Conditional Expectation on von Neumann algebras A linear map $\phi$ from a von Neumann algebra M to the subalgebra N is called a conditional expectation when $\phi$ has the following properties.
1)$\phi(I)=I$, 2) $\phi(x_{1}y x_{2})=x_{1}\phi(y)x_{2}$ whenever $x_{1},x_{2}\in N$ and $y\in M.$
Can anyone explain me why this map is called conditional expectation? How it is related to the classical case? Thanks in advance.
 A: I assume, by the "classical case", you mean the conditional expectations used in probability theory. 
Let $(\Omega, \Sigma, \mathbb P)$ be a probability space with $\Sigma$ its $\sigma$-algebra and let $\Sigma_0 \subset \Sigma$ be a sub-$\sigma$-algebra. You have a natural inclusion
$$ L^\infty(\Omega, \Sigma_0) \subset L^\infty(\Omega, \Sigma)$$
Both are von Neumann algebras and the inclusion preserves the probability measure $\mathbb P$. Classical probability theory gives you a conditional expectation $$\mathbb E(\cdot | \Sigma_0): L^\infty(\Omega, \Sigma) \to L^\infty(\Omega, \Sigma_0).$$ This is a (weak-$\ast$ continuous) conditinal expectation in the sense of von Neumann algebras, i.e. it is unit-preserving and $$X \, \mathbb{E}( Y | \Sigma_0) \, Z = \mathbb{E}(X \, Y \, Z | \Sigma_0),$$ for every $Y, Z$ $\Sigma_0$-measurable.
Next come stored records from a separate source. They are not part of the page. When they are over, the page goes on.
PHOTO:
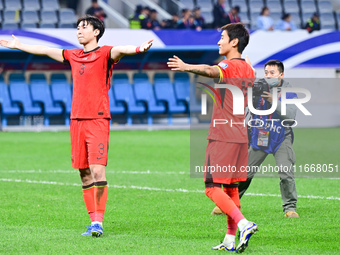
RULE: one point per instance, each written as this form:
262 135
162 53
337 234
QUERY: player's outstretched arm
120 51
177 64
54 53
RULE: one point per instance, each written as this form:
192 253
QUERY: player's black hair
237 30
277 63
95 22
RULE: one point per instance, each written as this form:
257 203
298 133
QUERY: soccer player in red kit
228 144
90 113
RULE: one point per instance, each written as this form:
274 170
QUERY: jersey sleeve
110 55
224 69
66 55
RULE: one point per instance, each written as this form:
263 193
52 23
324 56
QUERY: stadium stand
7 107
20 93
41 94
61 93
124 93
144 93
165 92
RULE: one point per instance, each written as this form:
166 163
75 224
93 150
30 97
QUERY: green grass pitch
42 209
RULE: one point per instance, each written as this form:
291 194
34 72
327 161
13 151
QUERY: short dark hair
237 30
277 63
95 22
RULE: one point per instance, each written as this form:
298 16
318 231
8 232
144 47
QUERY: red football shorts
89 142
225 163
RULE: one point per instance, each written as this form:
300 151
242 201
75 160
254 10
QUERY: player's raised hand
176 64
146 46
14 44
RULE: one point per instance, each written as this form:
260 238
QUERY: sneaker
96 230
292 214
223 247
88 231
245 234
217 211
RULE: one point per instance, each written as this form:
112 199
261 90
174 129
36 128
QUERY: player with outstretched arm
227 145
90 113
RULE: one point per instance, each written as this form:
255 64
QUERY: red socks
95 197
225 202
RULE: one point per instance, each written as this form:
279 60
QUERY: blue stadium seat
325 7
144 93
13 5
67 18
165 92
115 107
7 107
61 93
41 93
256 6
30 17
49 17
327 21
274 6
50 5
28 25
11 16
10 26
20 93
308 6
31 5
123 93
291 6
185 92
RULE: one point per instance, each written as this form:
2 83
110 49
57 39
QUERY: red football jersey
231 128
91 73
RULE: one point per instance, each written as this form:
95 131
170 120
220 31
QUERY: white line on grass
157 189
76 170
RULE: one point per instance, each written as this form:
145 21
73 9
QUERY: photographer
272 137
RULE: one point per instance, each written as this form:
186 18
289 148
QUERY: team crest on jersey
223 65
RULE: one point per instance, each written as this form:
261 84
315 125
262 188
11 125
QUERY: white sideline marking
158 189
76 171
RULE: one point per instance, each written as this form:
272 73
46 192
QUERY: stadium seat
47 25
256 6
274 6
10 26
11 16
48 17
208 16
165 92
13 5
144 93
7 107
188 4
41 93
308 6
327 21
325 7
28 25
241 3
115 107
206 5
19 92
50 5
30 17
296 19
31 5
61 93
291 6
67 18
185 92
123 93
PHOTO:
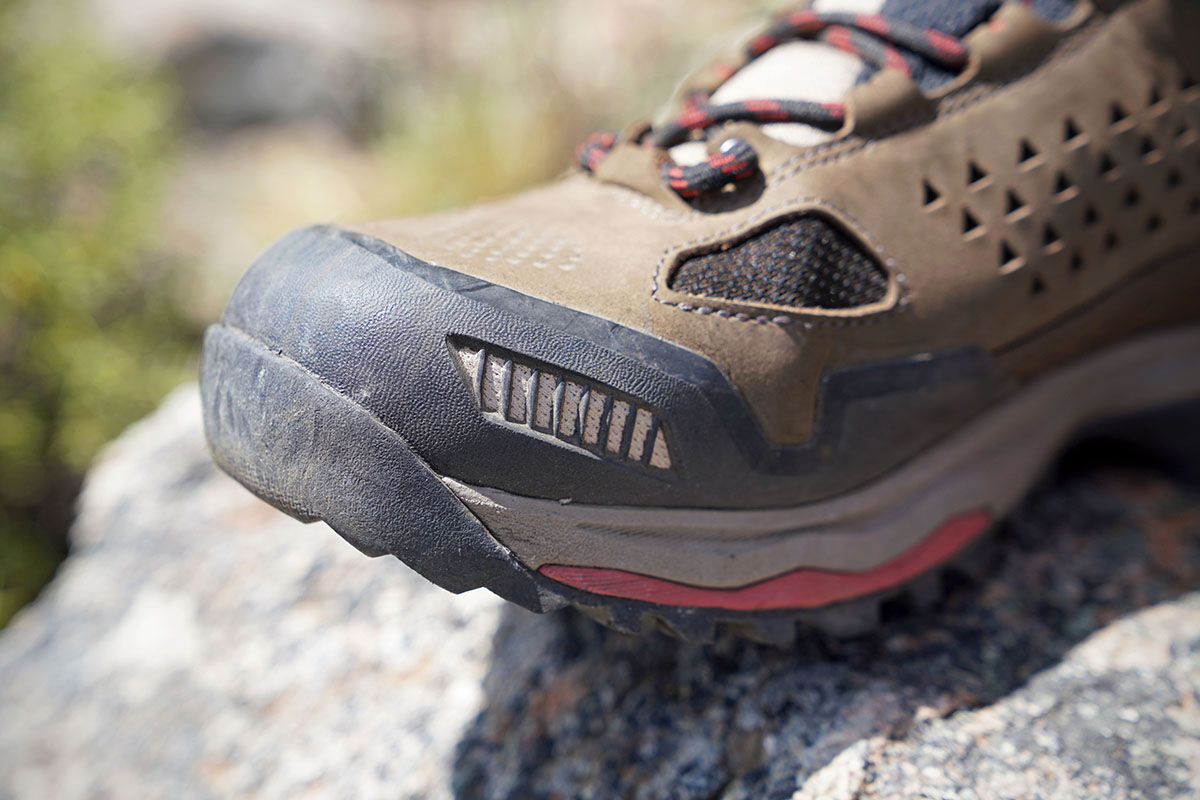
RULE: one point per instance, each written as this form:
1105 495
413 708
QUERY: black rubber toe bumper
378 328
312 452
If you want a hint on how to obtain the conditional expectation $\mathbb{E}( \cdot | \Sigma_0)$ just use that, since the inclusion above is $\mathbb P$-preserving, it extends to an inclusion $j: L^1(\Omega, \Sigma_0;\mathbb P) \to L^1(\Omega, \Sigma; \mathbb P)$. Dualizing that inclusion gives the conditional expectation. The same proof works in (finite) von Neumann algebras if the von Neumann sub-algebra is unital.